At that time they put a lot of diplomatic effort into rebuilding bridges with China. But their differences over the South China Sea remained a problem; both countries claimed parts of the Paracel and Spratly Islands, and have on occasion fought over them.
Keeping the US engaged
Strong anti-Chinese sentiment lies just below the surface in Vietnam, and is easily stirred up. In 2014 protests over China's deployment of an oil rig into disputed waters set off violent protests in Vietnam targeting what they believed were Chinese-owned factories.
It was against a backdrop of increasing Chinese assertiveness in the South China Sea after 2002 that Vietnam began reaching out to its former American foe. That was when China agreed to a Declaration of Conduct with the Association of South East Asian Nations (Asean), four of whose members claimed islands in the disputed waters, which was supposed to halt island grabs and construction on coral atolls.
But that has not stopped China building air bases, missile bunkers and radar stations to fortify its hold on the islands.
Distracted by wars in Iraq and Afghanistan, it was only in a landmark speech by Secretary of State Hillary Clinton at Asean in July 2010 that the US expressed its interest in maintaining freedom of navigation in the South China Sea, and in having disputed adjudicated through international law. Following that speech, the Obama administration announced a "pivot" back to South East Asia.
Moving closer to Vietnam was a core part of that. In 2016, during a state visit to Hanoi, President Barack Obama announced the lifting of all restrictions on sales of military equipment to Vietnam, ending the last legacy of the Vietnam War.
Vietnam was also party to the Trans-Pacific Partnership, a proposed free trade group of 12 countries championed by President Obama as a way of projecting US influence and values in a region where it had been losing ground to China. So the decision by President Donald Trump to abandon the TPP was a blow to Vietnam, a strong beneficiary from the deal. Undeterred, Prime Minister Nguyen Xuan Phuc made sure he was the first South East Asian leader to visit President Trump in Washington in May last year, and then hosted him during the APEC summit in November.

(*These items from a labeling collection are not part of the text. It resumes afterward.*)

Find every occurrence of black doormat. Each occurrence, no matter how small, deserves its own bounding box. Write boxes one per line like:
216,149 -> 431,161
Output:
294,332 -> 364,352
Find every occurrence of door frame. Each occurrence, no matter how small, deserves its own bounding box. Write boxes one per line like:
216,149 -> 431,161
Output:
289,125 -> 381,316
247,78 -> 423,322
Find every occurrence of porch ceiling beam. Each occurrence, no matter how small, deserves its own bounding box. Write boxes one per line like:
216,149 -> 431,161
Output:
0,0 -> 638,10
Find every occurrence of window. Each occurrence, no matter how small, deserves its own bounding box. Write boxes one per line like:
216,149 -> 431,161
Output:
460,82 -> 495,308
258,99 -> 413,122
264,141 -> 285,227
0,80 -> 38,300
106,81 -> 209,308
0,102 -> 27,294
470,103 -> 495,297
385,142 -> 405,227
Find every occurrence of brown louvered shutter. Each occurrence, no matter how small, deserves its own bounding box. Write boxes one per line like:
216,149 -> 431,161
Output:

Keeping the US engaged is still a priority for Vietnam, part of a sophisticated and subtle web of diplomatic initiatives aimed at making its friendships as close as they can be without antagonising its all-important relationship with China.
The US does not yet have a strategic partnership with Vietnam. But the US military has been exploring new areas of co-operation with its Vietnamese counterparts.
So far these have largely been in non-traditional aspects of defence, like peace-keeping and disaster response. There has been no talk yet of the kinds of joint military exercises the US conducts with allies like Japan, South Korea and the Philippines, nor has Vietnam shown any interest yet in acquiring significant US military hardware. Such a move might be viewed as a provocation by China, something the current communist leadership in Vietnam will choose to avoid.
The presence of a US aircraft carrier in Danang, one which will be conducting so-called "freedom of navigation" passages through the disputed areas of the South China Sea, also sends a potentially provocative message to China - but only a symbolic one.
To date US expressions of concern over China's actions in the sea have had no discernable impact on the construction of military facilities there.
The US carrier strike group looks impressive, but it is not clear what it can actually do to restrain China. Even as Vietnam's top brass enjoy watching the full might of the superpower they once fought now paying court as a would-be ally, they must remain mindful of the continuing historic shift in the balance of power in their region away from the United States, in favour of China.